Stevens breaks down his players into four categories: ball handlers, wings, swings, and bigs. Right now, Brown probably slots in as a swing man like Jae Crowder and Jonas Jerebko. Most of the ball handling and playmaking duties will be shouldered by point guards Isaiah Thomas, Marcus Smart, and Terry Rozier, with Brown acting as a finisher. Think of Crowder catching the ball on the swing and attacking the rim with the defense already compromised. And as Vecenie points out, Brown generated the fourth-most free throws (9.2) per 40 minutes.
And for what it's worth, the defensive pairing of Jae Crowder and Jonas Jerebko on the floor as versatile forwards that can switch on D produced one of the lowest defensive ratings (99.0) for a Celtic duo last season. That combination turned the tide in the first-round series against the Hawks, and it's not unthinkable that Crowder starts at power forward and Brown slides into his small forward spot by the time training camp ends in late October.
At the introductory press conference, Stevens said:
Obviously, in this league right now, one of the deciding factors in being able to compete at a high level is to be able to do multiple things with one person. Very few guys can move like Jaylen can move at his size and at his length. The defensive versatility is a big piece of that, and that should be transferable right away. The other thing you see as you learn more about Jaylen, as you watch him more, is obviously the explosion, the work ethic.

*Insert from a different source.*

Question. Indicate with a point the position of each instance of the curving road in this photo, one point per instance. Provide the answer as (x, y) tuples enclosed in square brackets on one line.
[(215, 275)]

We'd all love for Brown to be a Day One star, but Ainge has preached patience with the rookie, and Stevens would later commend Brown on his drive to improve. As the son of educators, he's always looking to better himself, and according to CSNNE's A. Sherrod Blakely, he's looking to continue his college education by taking classes at Harvard. But to Celtics fans, all that won't really matter unless he reaches his potential on the parquet. He's drawn comparisons to Russell Westbrook and modeled his game after childhood hero Tracy McGrady, but its his idolization of Kobe Bryant's work ethic that will ultimately help him reach his goals.
Check out this clip from NBATV where Isiah Thomas caught up with Brown at Berkeley. Maybe I'm reading into it too much, but Jaylen seems almost put off by Thomas' cheerleading and advice about basketball as entertainment. The kid just wants to put in his work and get up his shots. I see a little bit of Rajon Rondo in Brown: the unique physical gifts, the cerebral approach to life, and the standoffishness with sports celebrity. That may scare some fans because at times, Rondo was equal parts genius and frustration, but it could also mean that the enigma that is Jaylen Brown right now is something special, something that should be developed and nurtured. I love that, and my guess is after summer league, training camp, and the first couple of weeks into the 2016-2017 season, these boos we heard in June will turn into a Garden roar.